We Need Biblical Theology
Yet it remains our humble hope and prayer to God that, while reading this book on biblical theology, you will taste and see something of the wonder and awe and profound privilege of being able to know and love Jesus Christ as he has been revealed in all the Holy Scriptures.
We hope and pray that you will understand more fully why biblical theology is so wonderful. Jesus Christ is the fountain from whom all blessings flow, and biblical theology is the scriptural map that helps guide us to this ever-flowing fountain. Little by little, the Holy Spirit helps us to see how the glorious map of Scripture guides us toward our risen and reigning King and his plan to redeem a blood-bought people for his own glory and praise.
Just like those disciples on the Emmaus road, we hope and pray that our eyes and our minds may be fully opened (Luke 24:31, 45) to recognize Jesus in all the Scriptures, in order that we all might fully love him with all of our hearts from all the Scriptures (Luke 24:32). Our King deserves nothing less.
The apostle Peter wrote in his first letter:
Concerning this salvation, the prophets who prophesied about the grace that was to be yours searched and inquired carefully, inquiring what person or time the Spirit of Christ in them was indicating when he predicted the sufferings of Christ and the subsequent glories.
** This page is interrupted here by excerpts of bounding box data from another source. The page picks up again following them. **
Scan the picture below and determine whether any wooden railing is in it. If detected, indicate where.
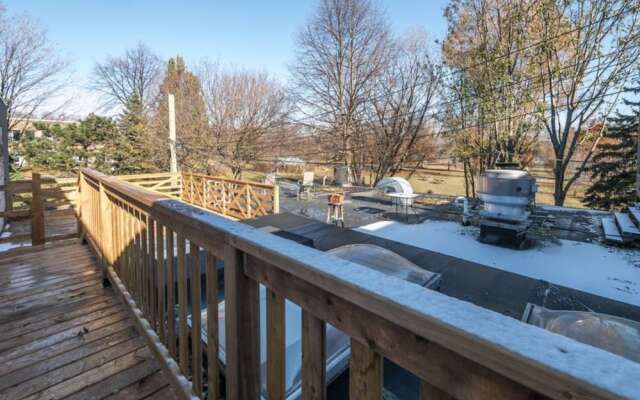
[180,173,280,219]
[118,172,182,197]
[0,173,78,245]
[80,166,640,400]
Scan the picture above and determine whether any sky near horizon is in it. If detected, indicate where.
[0,0,447,115]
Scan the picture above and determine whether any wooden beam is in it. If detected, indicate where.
[189,243,202,396]
[302,308,327,400]
[267,289,285,400]
[167,227,177,358]
[349,340,382,400]
[420,380,455,400]
[245,256,545,400]
[206,252,220,400]
[31,173,45,246]
[176,235,189,375]
[224,246,260,400]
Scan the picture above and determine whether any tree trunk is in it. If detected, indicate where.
[553,160,567,207]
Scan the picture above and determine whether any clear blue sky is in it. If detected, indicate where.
[0,0,447,115]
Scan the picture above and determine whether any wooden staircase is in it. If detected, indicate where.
[602,204,640,244]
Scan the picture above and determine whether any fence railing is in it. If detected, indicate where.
[118,172,182,197]
[180,173,280,219]
[80,169,640,400]
[0,173,78,245]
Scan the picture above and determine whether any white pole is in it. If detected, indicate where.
[169,94,178,174]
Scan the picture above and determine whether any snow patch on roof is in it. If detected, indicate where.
[357,221,640,306]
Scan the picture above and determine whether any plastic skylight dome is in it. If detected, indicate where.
[327,244,437,286]
[525,305,640,362]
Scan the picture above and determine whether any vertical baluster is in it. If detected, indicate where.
[349,339,382,400]
[206,252,219,400]
[224,245,260,399]
[120,203,133,293]
[267,289,285,400]
[156,222,166,343]
[132,210,142,304]
[141,214,149,319]
[147,220,158,330]
[189,242,202,396]
[167,228,176,358]
[111,199,122,276]
[177,234,189,375]
[302,310,327,400]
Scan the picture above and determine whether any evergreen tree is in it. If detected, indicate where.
[148,56,208,170]
[19,114,116,173]
[583,82,640,210]
[108,94,153,174]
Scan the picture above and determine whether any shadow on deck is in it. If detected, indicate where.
[0,240,176,400]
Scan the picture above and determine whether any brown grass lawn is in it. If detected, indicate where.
[242,165,585,208]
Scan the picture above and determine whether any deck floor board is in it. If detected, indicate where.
[0,243,176,400]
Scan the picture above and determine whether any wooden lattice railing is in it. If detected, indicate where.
[180,173,279,219]
[80,166,640,400]
[118,172,182,197]
[0,172,78,245]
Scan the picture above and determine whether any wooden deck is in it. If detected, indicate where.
[0,241,176,400]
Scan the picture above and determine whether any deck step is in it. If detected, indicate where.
[615,212,640,239]
[602,217,624,243]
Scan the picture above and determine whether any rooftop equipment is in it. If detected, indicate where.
[478,169,537,246]
[375,176,414,205]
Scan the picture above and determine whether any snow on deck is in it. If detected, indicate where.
[357,221,640,306]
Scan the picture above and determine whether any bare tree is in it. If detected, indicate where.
[198,62,291,177]
[0,4,68,129]
[538,0,640,205]
[290,0,390,181]
[91,43,164,108]
[368,32,442,184]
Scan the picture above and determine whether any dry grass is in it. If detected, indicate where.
[242,165,584,208]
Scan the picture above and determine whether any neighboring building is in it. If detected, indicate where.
[9,118,78,140]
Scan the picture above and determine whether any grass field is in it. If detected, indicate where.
[405,167,584,208]
[242,165,585,208]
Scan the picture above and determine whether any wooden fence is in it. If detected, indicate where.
[118,172,182,197]
[0,173,78,245]
[180,173,280,219]
[80,169,640,400]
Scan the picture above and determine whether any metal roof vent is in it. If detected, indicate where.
[478,169,537,245]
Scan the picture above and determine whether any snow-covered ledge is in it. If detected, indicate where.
[159,200,640,399]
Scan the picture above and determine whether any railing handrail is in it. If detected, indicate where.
[182,172,275,189]
[82,170,640,399]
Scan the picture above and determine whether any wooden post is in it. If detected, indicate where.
[97,182,114,286]
[636,115,640,201]
[224,245,260,400]
[244,184,251,218]
[267,289,285,400]
[31,173,45,246]
[273,183,280,214]
[168,94,178,174]
[189,242,202,396]
[206,251,222,400]
[302,309,327,400]
[349,339,382,400]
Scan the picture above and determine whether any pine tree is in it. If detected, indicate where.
[108,94,153,174]
[583,82,640,210]
[148,56,208,170]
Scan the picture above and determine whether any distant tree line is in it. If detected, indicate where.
[0,0,640,207]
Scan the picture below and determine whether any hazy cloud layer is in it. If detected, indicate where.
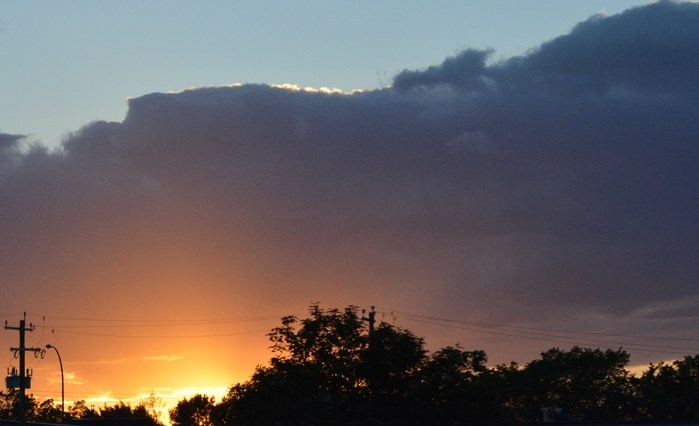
[0,2,699,362]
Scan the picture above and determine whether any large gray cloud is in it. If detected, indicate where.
[0,2,699,364]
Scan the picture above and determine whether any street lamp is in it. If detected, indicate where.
[46,343,66,413]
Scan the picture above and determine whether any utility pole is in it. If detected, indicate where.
[5,312,41,425]
[362,306,376,339]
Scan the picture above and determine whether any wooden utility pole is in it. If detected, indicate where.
[5,312,41,425]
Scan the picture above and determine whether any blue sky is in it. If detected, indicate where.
[0,0,646,146]
[5,1,699,416]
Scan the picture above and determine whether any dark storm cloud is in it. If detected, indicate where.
[0,2,699,342]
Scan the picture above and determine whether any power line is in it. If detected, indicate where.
[382,308,699,354]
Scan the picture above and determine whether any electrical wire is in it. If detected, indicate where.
[380,307,699,354]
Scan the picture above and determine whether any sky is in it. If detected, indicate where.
[0,1,699,422]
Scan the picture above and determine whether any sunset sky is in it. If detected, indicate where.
[0,0,699,422]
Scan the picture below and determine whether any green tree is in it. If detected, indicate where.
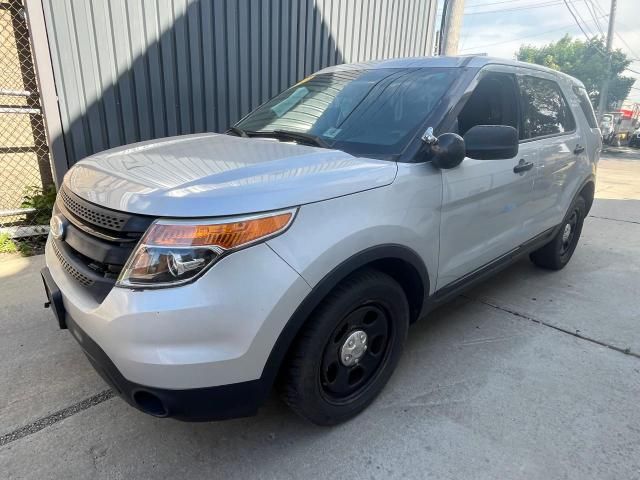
[516,35,635,109]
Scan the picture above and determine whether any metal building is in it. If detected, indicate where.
[29,0,436,176]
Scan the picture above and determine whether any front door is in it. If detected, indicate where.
[437,72,537,289]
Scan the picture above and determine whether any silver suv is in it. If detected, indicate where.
[42,57,601,425]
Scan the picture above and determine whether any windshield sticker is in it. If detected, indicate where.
[322,127,342,138]
[271,87,309,118]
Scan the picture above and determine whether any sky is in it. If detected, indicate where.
[437,0,640,102]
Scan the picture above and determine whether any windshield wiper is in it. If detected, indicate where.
[264,130,331,148]
[225,127,249,138]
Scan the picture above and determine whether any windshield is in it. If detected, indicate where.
[236,68,455,156]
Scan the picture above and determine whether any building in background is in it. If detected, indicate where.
[43,0,436,171]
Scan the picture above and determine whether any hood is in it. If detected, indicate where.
[64,133,397,217]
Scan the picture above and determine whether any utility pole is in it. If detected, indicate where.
[440,0,464,55]
[598,0,617,120]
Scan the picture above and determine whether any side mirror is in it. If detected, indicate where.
[464,125,518,160]
[430,133,465,169]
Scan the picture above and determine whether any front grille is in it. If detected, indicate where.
[51,242,95,287]
[52,186,154,301]
[60,188,127,232]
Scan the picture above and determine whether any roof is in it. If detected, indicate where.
[317,55,583,86]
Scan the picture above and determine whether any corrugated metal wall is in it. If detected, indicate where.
[43,0,436,167]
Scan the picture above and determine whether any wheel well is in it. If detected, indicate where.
[580,182,596,213]
[261,245,429,395]
[370,258,426,323]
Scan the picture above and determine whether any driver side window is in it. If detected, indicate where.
[458,73,520,136]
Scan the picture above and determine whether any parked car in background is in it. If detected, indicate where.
[629,128,640,148]
[42,57,601,425]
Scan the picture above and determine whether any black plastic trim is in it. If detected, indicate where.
[64,223,136,266]
[425,226,560,313]
[66,313,265,422]
[261,244,429,393]
[49,237,116,303]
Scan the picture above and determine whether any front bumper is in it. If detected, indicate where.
[43,238,309,420]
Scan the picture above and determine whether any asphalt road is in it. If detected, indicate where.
[0,149,640,479]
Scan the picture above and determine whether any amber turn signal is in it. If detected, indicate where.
[143,212,293,250]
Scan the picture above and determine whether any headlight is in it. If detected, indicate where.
[116,210,295,288]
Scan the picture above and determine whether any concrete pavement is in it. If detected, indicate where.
[0,152,640,479]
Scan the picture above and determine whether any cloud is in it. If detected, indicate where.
[438,0,640,102]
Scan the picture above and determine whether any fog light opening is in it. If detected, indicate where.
[133,390,169,417]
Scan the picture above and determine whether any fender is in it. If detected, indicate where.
[255,244,429,400]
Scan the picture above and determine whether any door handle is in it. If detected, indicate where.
[513,158,533,173]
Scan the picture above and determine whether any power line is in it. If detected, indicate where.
[461,17,603,51]
[565,0,595,37]
[584,0,604,37]
[436,0,562,16]
[464,0,562,16]
[562,0,591,40]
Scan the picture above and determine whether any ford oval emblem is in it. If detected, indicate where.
[49,215,65,240]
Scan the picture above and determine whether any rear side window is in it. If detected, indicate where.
[573,87,598,128]
[519,76,576,140]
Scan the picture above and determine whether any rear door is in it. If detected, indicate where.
[518,72,587,238]
[437,67,537,289]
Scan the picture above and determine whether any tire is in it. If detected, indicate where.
[280,269,409,426]
[529,196,587,270]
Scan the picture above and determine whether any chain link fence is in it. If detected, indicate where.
[0,0,55,251]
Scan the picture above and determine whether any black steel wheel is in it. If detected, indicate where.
[280,269,409,425]
[530,196,587,270]
[318,303,393,404]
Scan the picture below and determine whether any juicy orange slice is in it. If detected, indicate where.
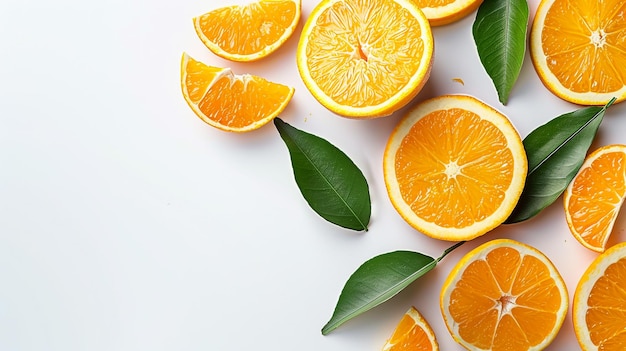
[193,0,301,61]
[563,144,626,252]
[572,243,626,351]
[415,0,483,26]
[530,0,626,105]
[383,95,528,241]
[440,239,569,351]
[383,306,439,351]
[181,53,294,132]
[296,0,433,118]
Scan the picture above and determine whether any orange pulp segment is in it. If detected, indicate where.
[383,95,528,241]
[383,306,439,351]
[181,53,294,132]
[563,144,626,252]
[296,0,433,118]
[440,239,569,351]
[193,0,301,61]
[530,0,626,105]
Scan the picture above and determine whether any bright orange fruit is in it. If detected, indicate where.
[440,239,569,351]
[530,0,626,105]
[383,306,439,351]
[193,0,301,61]
[296,0,434,118]
[572,243,626,351]
[415,0,483,26]
[563,144,626,252]
[383,95,528,241]
[181,54,294,132]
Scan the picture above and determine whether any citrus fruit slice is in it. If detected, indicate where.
[383,95,528,241]
[530,0,626,105]
[415,0,483,26]
[563,144,626,252]
[193,0,301,61]
[181,53,294,132]
[296,0,433,118]
[572,243,626,351]
[440,239,569,351]
[383,306,439,351]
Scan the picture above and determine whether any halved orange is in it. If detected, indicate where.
[415,0,483,26]
[440,239,569,351]
[383,306,439,351]
[296,0,434,118]
[181,53,294,132]
[193,0,301,61]
[383,95,528,241]
[572,243,626,351]
[563,144,626,252]
[530,0,626,105]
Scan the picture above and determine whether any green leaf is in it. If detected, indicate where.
[472,0,529,105]
[322,241,464,335]
[505,98,615,223]
[274,118,371,230]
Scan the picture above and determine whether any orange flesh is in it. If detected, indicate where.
[395,108,514,228]
[541,0,626,93]
[185,58,290,128]
[567,152,626,247]
[386,315,433,351]
[198,1,297,55]
[586,258,626,351]
[306,0,424,107]
[449,247,561,351]
[415,0,455,8]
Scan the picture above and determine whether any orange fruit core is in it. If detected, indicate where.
[395,108,514,228]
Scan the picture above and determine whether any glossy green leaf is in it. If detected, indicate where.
[274,118,371,230]
[505,99,615,223]
[472,0,529,105]
[322,241,464,335]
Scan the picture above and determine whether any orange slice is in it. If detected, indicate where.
[193,0,301,61]
[572,243,626,351]
[296,0,433,118]
[563,144,626,252]
[383,95,528,241]
[530,0,626,105]
[383,306,439,351]
[181,53,294,132]
[415,0,483,26]
[440,239,569,351]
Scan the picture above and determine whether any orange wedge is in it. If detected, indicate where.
[563,144,626,252]
[383,306,439,351]
[383,95,528,241]
[415,0,483,26]
[296,0,434,118]
[440,239,569,351]
[193,0,301,61]
[530,0,626,105]
[572,243,626,351]
[181,53,294,132]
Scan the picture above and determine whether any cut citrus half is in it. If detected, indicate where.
[415,0,483,26]
[440,239,569,351]
[530,0,626,105]
[383,95,528,241]
[296,0,433,118]
[572,243,626,351]
[563,144,626,252]
[193,0,301,61]
[181,53,294,132]
[383,306,439,351]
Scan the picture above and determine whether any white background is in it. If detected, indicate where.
[0,0,626,351]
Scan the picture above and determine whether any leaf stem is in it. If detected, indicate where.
[437,241,466,263]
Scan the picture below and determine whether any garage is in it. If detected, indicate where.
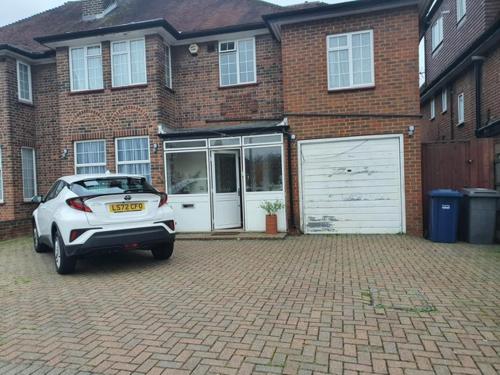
[299,135,406,234]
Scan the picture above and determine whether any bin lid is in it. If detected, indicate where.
[429,189,462,198]
[460,188,500,198]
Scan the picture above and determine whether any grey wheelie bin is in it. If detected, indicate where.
[460,188,500,245]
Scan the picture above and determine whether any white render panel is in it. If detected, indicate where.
[300,136,404,234]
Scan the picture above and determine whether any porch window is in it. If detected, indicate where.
[111,39,147,87]
[245,146,283,192]
[69,44,104,91]
[75,140,106,174]
[116,137,151,182]
[219,38,257,86]
[0,146,3,203]
[21,147,37,202]
[165,151,208,195]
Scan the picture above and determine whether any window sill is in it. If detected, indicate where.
[69,89,104,95]
[328,85,375,94]
[17,99,35,107]
[219,82,259,90]
[111,83,148,91]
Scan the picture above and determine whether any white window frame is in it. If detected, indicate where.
[115,135,153,178]
[431,15,444,53]
[0,146,5,204]
[457,0,467,24]
[21,147,38,202]
[326,30,375,91]
[73,139,108,174]
[457,92,465,125]
[165,44,173,89]
[441,89,448,113]
[69,43,104,92]
[110,38,148,88]
[16,60,33,104]
[218,37,257,87]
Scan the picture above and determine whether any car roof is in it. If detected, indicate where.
[59,173,144,184]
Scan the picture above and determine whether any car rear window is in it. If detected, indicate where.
[71,177,157,197]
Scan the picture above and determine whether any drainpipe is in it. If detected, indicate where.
[472,56,485,132]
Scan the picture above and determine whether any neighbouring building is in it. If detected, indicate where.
[421,0,500,142]
[0,0,422,237]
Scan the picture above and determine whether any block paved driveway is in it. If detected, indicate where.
[0,236,500,375]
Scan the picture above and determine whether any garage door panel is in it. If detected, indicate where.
[301,137,403,233]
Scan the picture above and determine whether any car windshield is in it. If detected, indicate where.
[71,177,156,197]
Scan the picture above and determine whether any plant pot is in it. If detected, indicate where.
[266,215,278,234]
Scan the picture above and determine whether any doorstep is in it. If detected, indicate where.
[175,231,287,241]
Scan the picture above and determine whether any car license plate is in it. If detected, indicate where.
[108,202,146,214]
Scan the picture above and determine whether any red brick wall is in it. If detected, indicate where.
[282,8,422,235]
[425,0,487,83]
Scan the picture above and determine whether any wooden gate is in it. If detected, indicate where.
[422,138,495,235]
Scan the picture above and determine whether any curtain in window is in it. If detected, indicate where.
[117,137,151,181]
[238,40,255,83]
[18,63,31,100]
[21,148,36,200]
[112,42,130,86]
[130,40,146,84]
[0,147,3,202]
[71,48,86,90]
[76,141,106,174]
[87,46,103,90]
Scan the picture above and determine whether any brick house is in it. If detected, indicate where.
[421,0,500,142]
[0,0,422,237]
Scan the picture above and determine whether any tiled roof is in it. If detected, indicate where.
[0,0,289,53]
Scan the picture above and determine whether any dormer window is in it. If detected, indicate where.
[69,44,104,91]
[219,38,257,86]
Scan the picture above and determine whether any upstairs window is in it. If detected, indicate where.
[457,0,467,23]
[219,38,257,86]
[432,16,443,52]
[69,45,104,91]
[116,137,151,182]
[0,146,3,203]
[21,147,37,202]
[457,93,465,125]
[327,30,375,90]
[165,46,172,89]
[17,61,33,103]
[441,89,448,113]
[111,39,147,87]
[75,140,106,174]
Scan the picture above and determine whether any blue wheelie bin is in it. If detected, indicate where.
[429,189,462,243]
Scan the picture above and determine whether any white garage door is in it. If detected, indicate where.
[299,136,405,233]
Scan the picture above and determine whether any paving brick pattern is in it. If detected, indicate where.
[0,236,500,375]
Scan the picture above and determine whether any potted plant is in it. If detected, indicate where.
[260,201,285,234]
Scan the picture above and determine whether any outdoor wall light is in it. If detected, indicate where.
[61,148,69,160]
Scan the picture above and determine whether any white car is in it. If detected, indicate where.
[33,174,175,274]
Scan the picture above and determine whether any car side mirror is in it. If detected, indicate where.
[31,195,44,204]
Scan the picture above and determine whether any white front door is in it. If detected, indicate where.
[212,150,242,230]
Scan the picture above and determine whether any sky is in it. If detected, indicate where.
[0,0,345,26]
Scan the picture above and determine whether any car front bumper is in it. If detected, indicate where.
[65,226,175,256]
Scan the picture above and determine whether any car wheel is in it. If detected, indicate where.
[54,232,76,275]
[151,242,174,260]
[33,223,48,253]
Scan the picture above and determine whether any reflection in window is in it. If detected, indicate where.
[166,151,208,194]
[245,146,283,192]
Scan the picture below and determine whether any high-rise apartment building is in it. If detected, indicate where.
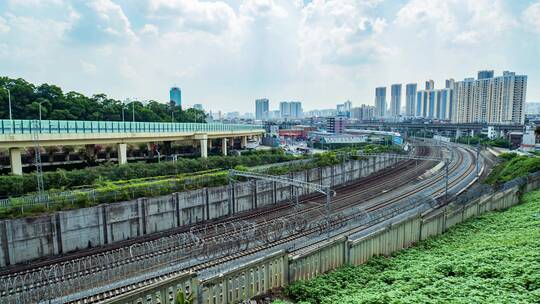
[478,70,495,80]
[416,88,452,120]
[169,87,182,107]
[426,79,435,90]
[452,71,527,124]
[279,101,303,119]
[351,104,375,121]
[289,101,303,118]
[390,84,401,117]
[255,98,270,120]
[279,101,291,118]
[375,87,386,118]
[405,83,417,116]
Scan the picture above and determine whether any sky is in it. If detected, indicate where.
[0,0,540,113]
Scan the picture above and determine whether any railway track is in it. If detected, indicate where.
[65,143,475,304]
[0,142,476,303]
[0,147,428,280]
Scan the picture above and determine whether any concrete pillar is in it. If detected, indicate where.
[193,134,208,158]
[221,138,227,156]
[9,148,22,175]
[117,144,127,165]
[201,139,208,158]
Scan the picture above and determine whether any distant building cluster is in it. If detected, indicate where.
[374,70,527,124]
[255,98,303,120]
[169,87,182,107]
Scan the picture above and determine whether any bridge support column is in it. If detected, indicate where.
[9,148,22,175]
[117,144,127,165]
[201,139,208,158]
[221,138,227,156]
[193,134,208,158]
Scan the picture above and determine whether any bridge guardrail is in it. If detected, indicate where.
[0,119,263,134]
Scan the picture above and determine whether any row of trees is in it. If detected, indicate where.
[0,77,206,122]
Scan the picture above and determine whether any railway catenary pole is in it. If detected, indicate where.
[476,142,480,177]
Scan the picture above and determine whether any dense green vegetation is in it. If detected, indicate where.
[453,134,512,148]
[274,191,540,304]
[0,77,205,122]
[0,150,298,197]
[485,153,540,185]
[0,147,396,218]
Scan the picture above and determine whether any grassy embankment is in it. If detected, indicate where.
[274,191,540,304]
[0,145,400,218]
[485,153,540,185]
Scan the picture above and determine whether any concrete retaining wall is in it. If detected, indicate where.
[0,156,397,267]
[103,177,540,304]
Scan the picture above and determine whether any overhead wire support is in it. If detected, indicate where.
[32,120,45,203]
[229,169,336,236]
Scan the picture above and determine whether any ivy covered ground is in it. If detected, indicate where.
[274,191,540,304]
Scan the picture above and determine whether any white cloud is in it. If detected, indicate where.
[395,0,516,44]
[141,24,159,36]
[81,60,97,75]
[88,0,138,41]
[299,0,391,66]
[523,1,540,33]
[240,0,288,18]
[149,0,238,34]
[0,16,10,34]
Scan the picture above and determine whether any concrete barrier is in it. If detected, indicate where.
[102,176,538,304]
[0,156,397,267]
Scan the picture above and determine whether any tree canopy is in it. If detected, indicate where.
[0,77,206,122]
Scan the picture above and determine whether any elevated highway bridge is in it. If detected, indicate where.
[0,120,264,174]
[346,122,524,135]
[0,139,486,304]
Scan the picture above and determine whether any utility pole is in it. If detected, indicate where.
[4,87,13,133]
[476,142,480,177]
[444,159,448,202]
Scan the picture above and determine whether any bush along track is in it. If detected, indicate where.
[485,153,540,185]
[0,149,386,218]
[0,149,298,197]
[274,191,540,304]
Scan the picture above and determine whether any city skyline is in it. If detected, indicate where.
[0,0,540,111]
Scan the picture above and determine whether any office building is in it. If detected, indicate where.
[405,83,417,117]
[375,87,386,118]
[452,71,527,124]
[255,98,270,120]
[279,101,303,119]
[336,100,352,116]
[478,70,495,80]
[415,88,453,120]
[169,87,182,107]
[444,78,456,89]
[326,116,346,134]
[425,79,435,91]
[351,104,375,121]
[279,101,291,118]
[390,84,401,117]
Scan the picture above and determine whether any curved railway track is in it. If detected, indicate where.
[0,142,480,303]
[77,144,475,304]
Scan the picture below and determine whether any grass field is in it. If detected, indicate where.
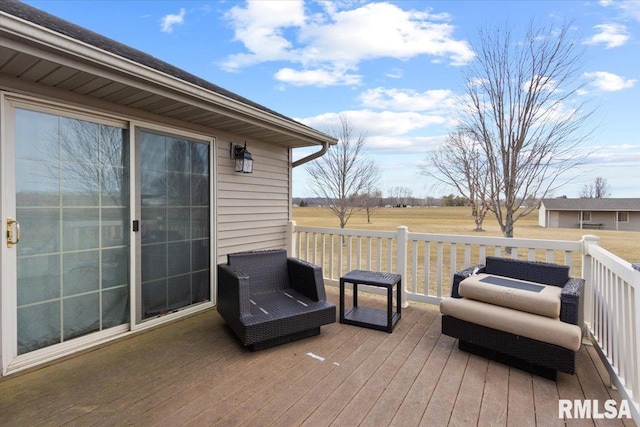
[293,207,640,262]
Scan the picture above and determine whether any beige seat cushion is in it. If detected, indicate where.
[458,273,562,319]
[440,298,582,351]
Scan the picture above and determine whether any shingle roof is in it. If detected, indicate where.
[542,198,640,211]
[0,0,308,127]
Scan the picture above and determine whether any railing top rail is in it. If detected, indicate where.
[295,225,581,252]
[409,232,581,251]
[295,225,396,239]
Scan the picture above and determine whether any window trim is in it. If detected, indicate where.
[616,211,629,223]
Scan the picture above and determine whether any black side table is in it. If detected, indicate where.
[340,270,402,333]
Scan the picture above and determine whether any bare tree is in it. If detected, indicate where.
[580,176,611,199]
[307,115,380,228]
[457,22,592,237]
[420,129,492,231]
[359,189,382,224]
[389,186,413,206]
It was revealed to them that they were serving not themselves but you, in the things that have now been announced to you through those who preached the good news to you by the Holy Spirit sent from heaven, things into which angels long to look. (1 Pet. 1:10–12)
The glorious salvation we have in Christ was prophesied and predicted by the Old Testament prophets of God and is presently the intense preoccupation of the angels of God. Ponder the privileged position we have in Christ! And then, by God’s Spirit, continue to humbly and prayerfully search his beautiful Word to discover even more of the riches of his glorious grace in Jesus.